Women Hold up Half the Sky

 

By staff reporter LI YUAN

 
 Women entrepreneurs come together at the Third China-ASEAN Women Entrepreneurs Start-up Forum in Liuzhou, Guangxi last November. The power of women grows in business, but the gender gap is so large that women need to meet more challenges.

 

LAST October, the Geneva-headquartered World Economic Forum (WEF) released the Global Gender Gap Report 2012, in which Iceland ranks first for the fourth consecutive time. China came just past midway down the list, taking 69th place, higher than Japan, South Korea and other East Asian countries.

Introduced in 2006, the index measures national gender gaps using 14 indicators such as access to resources and opportunities, life expectancy, maternal mortality rate and the number of women in government. It covers 135 countries involving 93 percent of the world population.

Along with increasing social status, access to education, and disposable income, the female multitude in China has been rising to become a force to be reckoned with. This force is growing from women themselves as well as the integration and reciprocation between women and men. “She” power is changing the social status of Chinese women.

Increasing Social Status

“Less than a century ago, many Chinese women had their feet broken and bound so tightly they could scarcely walk,” wrote Patti Walder in her article in the Financial Times. When the article was published back in 2010, the world’s three richest self-made women were from China, and 11 out of 20 female billionaires were Chinese.

Indeed, the lives of women changed dramatically in just three generations. This can be seen in the story of talk show host and female activist Yang Lan’s family, whose various women were at the forefront of change.
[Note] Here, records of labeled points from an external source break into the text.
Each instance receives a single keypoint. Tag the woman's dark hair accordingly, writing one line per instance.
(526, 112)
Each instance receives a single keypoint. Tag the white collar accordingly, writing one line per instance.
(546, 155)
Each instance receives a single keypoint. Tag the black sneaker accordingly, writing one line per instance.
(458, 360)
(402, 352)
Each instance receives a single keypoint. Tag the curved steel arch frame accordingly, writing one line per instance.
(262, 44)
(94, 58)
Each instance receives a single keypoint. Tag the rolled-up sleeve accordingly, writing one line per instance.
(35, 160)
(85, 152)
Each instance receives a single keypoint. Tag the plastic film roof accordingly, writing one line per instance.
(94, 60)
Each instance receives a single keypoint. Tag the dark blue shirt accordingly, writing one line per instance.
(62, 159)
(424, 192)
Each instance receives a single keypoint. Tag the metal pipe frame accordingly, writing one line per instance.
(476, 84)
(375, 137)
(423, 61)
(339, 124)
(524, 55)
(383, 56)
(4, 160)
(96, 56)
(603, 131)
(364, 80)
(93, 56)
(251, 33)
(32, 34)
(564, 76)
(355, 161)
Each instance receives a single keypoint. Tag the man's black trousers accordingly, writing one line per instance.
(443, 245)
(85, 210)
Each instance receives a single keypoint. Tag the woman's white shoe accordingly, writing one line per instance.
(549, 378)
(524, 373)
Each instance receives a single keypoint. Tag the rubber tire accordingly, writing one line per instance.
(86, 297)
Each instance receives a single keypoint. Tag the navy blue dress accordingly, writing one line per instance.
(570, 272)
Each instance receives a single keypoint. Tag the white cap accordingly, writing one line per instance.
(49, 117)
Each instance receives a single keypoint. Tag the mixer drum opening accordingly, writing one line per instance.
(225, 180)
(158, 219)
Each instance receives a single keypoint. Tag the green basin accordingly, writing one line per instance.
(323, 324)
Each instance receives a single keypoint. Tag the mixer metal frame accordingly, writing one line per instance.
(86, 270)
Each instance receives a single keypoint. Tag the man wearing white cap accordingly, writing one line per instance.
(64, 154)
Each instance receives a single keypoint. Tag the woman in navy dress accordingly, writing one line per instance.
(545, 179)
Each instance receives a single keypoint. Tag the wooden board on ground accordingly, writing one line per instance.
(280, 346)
Her maternal grandmother was born after the 1911 Revolution, which put an end to dynastic China and ushered in democratic thoughts. She fortunately escaped the fate of bound feet, which was outlawed by the Republic of China, as well as arranged marriage, and instead went to Shanghai to support herself by working in a factory and she married the man she loved.

Following the founding of the People’s Republic of China, women were encouraged to compete with men in all fields including academics. Yang’s mother became the first female college graduate in the family, who saved every dime to support her going to school, which would have been unthinkable in a family with five children during a previous time.

It was during a job interview in 1990 that Yang Lan first felt the pressure of gender stereotyping. The TV producer told her the program wanted a beautiful and well-behaved female host, innocent and a little bit naive. Why can’t a female host have her own point of view and style? Yang, a recent graduate from college, asked. She didn’t expect this to win her the role, but to her surprise the producer appreciated her freshness and cast her as the host.